El regreso de la oposición
Una cosa parece cierta y positiva para la política del país: sin Lula, la oposición vuelve a actuar, compacta y fuerte, desnuda de complejos, dispuesta a dar la batalla para conseguir dentro de cuatro años una alternancia en el poder, impidiendo que en Brasil, con la hegemonía del Partido de los Trabajadores repartiendo su poder entre tres partidos aliados con apellidos de alquiler, pueda acabar creándose un equivalente al PRI mexicano.
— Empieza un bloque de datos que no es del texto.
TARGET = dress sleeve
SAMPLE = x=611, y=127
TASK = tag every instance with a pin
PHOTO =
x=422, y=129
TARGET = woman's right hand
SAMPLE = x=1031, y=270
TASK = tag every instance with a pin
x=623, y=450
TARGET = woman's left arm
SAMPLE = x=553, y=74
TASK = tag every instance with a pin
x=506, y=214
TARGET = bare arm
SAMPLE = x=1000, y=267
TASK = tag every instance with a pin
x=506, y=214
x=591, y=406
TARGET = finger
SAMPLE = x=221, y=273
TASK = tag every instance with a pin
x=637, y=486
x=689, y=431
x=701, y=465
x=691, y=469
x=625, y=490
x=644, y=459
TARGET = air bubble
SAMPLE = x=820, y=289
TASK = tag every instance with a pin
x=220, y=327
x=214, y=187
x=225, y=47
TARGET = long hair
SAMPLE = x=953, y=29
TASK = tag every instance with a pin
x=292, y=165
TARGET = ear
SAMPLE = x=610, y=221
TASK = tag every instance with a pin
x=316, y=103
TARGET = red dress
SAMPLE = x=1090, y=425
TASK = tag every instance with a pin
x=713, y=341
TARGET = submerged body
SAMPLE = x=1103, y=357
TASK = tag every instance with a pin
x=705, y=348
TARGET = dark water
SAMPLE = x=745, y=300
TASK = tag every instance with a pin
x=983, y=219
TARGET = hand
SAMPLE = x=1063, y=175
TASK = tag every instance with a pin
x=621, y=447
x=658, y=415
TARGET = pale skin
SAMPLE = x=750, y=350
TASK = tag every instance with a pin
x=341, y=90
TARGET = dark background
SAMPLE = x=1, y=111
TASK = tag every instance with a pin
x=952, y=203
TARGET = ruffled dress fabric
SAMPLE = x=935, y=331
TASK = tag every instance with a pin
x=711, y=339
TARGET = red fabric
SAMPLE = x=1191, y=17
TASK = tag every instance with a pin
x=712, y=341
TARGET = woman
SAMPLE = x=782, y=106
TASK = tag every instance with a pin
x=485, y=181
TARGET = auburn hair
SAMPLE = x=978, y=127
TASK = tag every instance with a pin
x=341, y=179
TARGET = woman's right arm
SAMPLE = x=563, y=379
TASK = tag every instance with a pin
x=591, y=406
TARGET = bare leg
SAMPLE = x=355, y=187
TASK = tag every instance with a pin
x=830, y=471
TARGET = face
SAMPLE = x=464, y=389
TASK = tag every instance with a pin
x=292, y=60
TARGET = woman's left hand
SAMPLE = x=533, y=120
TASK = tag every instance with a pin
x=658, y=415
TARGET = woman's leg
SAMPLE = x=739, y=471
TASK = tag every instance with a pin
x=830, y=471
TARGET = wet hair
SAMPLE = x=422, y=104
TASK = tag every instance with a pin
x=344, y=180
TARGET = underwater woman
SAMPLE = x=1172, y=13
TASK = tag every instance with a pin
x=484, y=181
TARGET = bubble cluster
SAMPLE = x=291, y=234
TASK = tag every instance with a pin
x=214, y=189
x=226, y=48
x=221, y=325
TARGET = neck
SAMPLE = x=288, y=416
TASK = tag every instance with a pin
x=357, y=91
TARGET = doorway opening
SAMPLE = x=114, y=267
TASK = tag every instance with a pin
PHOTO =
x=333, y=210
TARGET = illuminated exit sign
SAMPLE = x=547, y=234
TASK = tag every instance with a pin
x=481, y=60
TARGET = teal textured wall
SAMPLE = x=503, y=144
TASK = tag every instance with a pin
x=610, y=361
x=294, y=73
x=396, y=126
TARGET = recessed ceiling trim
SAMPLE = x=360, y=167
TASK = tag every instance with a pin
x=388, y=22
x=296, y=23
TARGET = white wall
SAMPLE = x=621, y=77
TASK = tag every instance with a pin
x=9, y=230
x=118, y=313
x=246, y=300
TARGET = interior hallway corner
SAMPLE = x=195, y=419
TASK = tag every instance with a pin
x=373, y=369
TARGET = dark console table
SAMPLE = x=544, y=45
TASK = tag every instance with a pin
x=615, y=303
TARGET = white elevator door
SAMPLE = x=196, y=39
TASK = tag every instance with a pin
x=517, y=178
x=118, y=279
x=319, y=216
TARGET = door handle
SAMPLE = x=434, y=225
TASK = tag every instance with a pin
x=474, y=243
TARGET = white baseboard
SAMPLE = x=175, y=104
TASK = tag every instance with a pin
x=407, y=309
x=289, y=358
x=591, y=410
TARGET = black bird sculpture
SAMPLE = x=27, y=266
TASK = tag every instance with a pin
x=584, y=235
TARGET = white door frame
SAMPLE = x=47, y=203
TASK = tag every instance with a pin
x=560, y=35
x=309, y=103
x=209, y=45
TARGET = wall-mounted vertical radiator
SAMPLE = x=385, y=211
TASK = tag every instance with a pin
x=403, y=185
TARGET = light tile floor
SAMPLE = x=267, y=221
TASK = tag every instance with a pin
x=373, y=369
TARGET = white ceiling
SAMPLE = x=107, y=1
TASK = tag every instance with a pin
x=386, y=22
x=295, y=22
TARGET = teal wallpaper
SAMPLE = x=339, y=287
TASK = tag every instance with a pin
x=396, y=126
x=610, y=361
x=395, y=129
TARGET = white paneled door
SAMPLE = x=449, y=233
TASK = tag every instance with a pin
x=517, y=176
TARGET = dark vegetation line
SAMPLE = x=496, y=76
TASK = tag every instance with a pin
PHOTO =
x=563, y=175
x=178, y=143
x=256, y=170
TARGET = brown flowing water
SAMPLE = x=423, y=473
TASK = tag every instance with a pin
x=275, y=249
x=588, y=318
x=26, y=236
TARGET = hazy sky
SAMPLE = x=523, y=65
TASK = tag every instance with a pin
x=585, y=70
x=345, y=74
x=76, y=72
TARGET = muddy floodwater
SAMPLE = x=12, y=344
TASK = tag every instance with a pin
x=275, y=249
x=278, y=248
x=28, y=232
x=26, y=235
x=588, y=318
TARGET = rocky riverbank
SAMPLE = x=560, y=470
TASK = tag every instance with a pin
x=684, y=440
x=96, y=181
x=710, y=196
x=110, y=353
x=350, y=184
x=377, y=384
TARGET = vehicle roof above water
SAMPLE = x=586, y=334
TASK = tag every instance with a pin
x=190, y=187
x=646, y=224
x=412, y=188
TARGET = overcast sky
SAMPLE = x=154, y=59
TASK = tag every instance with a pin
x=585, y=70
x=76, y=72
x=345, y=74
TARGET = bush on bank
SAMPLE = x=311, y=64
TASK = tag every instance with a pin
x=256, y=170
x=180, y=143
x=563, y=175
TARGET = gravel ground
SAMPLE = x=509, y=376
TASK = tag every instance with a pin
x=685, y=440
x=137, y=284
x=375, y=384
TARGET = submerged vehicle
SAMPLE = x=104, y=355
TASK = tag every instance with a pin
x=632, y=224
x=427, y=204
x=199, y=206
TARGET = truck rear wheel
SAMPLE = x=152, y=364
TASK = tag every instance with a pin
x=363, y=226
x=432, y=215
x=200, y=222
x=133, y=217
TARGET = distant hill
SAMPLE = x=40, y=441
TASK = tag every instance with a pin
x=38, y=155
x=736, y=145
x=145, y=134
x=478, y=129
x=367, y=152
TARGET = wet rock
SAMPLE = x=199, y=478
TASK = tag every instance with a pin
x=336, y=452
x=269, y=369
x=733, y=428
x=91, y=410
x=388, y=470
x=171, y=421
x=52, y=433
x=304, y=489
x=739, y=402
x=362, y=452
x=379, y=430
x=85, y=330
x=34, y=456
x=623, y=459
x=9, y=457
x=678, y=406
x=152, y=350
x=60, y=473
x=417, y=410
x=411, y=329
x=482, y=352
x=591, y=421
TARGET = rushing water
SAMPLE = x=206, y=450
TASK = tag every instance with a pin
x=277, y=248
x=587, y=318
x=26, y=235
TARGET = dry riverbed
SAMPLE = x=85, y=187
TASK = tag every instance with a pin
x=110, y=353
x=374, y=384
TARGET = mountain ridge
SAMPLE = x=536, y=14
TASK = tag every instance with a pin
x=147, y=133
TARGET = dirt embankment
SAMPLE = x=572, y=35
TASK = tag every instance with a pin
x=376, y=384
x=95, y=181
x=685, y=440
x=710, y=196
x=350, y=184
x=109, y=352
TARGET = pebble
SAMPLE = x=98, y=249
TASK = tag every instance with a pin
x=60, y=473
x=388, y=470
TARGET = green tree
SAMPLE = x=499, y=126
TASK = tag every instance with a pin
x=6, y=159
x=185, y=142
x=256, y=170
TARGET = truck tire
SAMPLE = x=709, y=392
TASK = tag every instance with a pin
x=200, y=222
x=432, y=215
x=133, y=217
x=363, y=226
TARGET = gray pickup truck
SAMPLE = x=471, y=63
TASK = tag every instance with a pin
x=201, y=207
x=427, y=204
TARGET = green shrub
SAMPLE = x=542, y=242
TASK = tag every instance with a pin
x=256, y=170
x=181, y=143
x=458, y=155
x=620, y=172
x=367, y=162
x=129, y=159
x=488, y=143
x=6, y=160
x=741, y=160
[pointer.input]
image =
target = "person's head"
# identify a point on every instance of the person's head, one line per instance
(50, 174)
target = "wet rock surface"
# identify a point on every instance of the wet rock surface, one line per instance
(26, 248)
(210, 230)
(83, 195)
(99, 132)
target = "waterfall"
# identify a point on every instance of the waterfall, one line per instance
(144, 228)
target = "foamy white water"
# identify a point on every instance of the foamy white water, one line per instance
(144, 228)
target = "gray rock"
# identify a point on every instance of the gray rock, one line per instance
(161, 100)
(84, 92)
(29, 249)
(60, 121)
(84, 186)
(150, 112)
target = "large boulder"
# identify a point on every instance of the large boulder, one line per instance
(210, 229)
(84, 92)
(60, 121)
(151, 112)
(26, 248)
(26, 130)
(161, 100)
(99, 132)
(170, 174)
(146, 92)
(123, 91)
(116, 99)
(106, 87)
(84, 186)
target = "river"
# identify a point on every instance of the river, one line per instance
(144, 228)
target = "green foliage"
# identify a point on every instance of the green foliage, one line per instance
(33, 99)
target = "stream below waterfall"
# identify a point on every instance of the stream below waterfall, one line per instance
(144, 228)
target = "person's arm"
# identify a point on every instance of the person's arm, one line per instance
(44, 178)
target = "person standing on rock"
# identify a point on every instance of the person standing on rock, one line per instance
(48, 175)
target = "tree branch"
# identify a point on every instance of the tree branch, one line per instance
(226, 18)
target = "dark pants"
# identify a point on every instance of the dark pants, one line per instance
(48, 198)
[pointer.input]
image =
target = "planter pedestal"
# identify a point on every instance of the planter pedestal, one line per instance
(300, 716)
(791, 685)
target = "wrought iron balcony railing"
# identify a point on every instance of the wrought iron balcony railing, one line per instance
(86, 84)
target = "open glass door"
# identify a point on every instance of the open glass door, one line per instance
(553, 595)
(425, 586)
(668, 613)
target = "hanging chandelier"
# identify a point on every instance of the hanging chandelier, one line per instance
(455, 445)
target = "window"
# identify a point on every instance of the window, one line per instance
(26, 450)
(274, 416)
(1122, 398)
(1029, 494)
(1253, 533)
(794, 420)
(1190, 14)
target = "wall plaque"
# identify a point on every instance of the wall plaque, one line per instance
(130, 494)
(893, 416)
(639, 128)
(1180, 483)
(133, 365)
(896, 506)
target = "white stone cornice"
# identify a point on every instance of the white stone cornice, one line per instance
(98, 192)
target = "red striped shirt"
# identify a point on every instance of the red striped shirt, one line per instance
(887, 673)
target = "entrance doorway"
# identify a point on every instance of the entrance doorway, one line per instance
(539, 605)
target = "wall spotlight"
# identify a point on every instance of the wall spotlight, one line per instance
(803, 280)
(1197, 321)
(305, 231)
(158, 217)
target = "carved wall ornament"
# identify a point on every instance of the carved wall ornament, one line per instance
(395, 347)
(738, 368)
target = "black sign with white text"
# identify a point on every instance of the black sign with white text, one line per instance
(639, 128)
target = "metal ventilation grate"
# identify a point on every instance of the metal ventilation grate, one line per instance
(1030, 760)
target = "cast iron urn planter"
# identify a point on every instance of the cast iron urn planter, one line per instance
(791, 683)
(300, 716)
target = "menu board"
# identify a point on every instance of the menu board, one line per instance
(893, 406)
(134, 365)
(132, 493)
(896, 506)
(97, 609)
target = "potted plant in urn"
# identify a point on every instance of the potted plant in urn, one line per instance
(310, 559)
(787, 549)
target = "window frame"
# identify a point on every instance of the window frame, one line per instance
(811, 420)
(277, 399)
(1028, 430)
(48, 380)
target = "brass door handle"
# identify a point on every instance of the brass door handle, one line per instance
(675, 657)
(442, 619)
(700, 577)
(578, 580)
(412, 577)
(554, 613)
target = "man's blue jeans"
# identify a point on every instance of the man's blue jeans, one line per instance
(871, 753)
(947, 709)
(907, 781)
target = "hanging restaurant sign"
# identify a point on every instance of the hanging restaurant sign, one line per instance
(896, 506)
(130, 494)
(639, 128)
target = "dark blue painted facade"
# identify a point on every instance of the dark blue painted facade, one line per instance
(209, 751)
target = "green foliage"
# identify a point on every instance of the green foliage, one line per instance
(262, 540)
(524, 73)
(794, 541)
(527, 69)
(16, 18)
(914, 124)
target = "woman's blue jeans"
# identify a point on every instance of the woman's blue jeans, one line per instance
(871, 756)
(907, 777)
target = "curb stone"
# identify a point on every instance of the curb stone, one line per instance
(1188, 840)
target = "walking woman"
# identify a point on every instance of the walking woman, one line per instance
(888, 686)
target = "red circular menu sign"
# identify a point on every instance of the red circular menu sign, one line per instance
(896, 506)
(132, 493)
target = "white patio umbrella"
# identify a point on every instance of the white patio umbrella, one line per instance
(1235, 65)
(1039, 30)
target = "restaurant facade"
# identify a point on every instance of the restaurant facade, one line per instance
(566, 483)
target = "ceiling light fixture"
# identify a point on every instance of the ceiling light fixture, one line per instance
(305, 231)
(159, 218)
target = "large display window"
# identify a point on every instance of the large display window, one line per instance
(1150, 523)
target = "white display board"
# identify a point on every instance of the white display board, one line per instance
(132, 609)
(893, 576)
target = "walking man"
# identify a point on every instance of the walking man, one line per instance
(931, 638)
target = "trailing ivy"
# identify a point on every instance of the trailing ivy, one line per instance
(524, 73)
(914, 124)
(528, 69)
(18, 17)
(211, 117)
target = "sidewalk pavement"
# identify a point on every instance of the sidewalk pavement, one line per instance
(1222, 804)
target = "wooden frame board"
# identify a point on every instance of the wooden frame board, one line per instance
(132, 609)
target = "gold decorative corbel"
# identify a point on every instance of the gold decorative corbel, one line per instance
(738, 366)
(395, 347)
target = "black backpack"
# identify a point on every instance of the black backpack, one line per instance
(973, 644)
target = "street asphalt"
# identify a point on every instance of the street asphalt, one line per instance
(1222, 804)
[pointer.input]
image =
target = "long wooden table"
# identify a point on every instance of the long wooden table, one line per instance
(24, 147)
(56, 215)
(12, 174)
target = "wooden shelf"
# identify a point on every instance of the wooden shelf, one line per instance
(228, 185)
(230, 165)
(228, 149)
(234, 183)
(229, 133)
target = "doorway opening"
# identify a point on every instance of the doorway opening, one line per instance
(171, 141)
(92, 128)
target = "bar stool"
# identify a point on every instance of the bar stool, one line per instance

Para el 2014 ya hay dos candidatos con grandes posibilidades de victoria, incluso si se volviera a presentar Lula. El primero es la ecologista Marina Silva, que aunque no llegó a la segunda vuelta fue la gran revelación obteniendo 20 millones de votos, sin difusión televisiva y apoyada por un solo partido menor, el Partido Verde con solo 12 diputados en el Congreso. Ella representa una forma nueva de gobernar que ya despierta fuerte simpatía sobre todo en los jóvenes.
Y con ella, Aécio Neves, el ex gobernador de Minas Gerais, hoy un senador de 50 años que, junto con Lula, es el político con mayor aprobación popular, de familia política de alcurnia (es nieto de Tancredo Neves) y que ha sido siempre un político de diálogo dispuesto a llevar a la práctica un sueño nunca realizado: hacer gobernar juntos a los dos grandes partidos progresistas del país: el PSDB de Fernando Henrique Cardoso y a la parte menos extremista y radical del PT de Lula, partidos siempre enfrentados hasta ahora a pesar de presentar prácticamente los mismos programas y de tener una misma sensibilidad y preocupación social. Sería positivo para ambos: el PSDB acusado, aunque injustamente, de elitista, de ser el partido de los ricos y de la clase media, podría acercarse más a las clases populares; y el PT, acusado de autoritario y hegemónico, podría impregnarse más de los valores de defensa de las instituciones democráticas, renunciando a la tentación marxista de que los fines justifican los medios, lo que le ha llevado a veces a aparecer más corrupto que la peor de las derechas.
Un Brasil sin Lula podrá ser un país menos popular, pero quizás más democrático, más de todos, con oposición y con una política exterior más abierta, considerada hoy, según muchos analistas, como excesivamente tercermundista y con dificultades para dialogar con Europa y con los Estados Unidos, incluso con el demócrata Obama.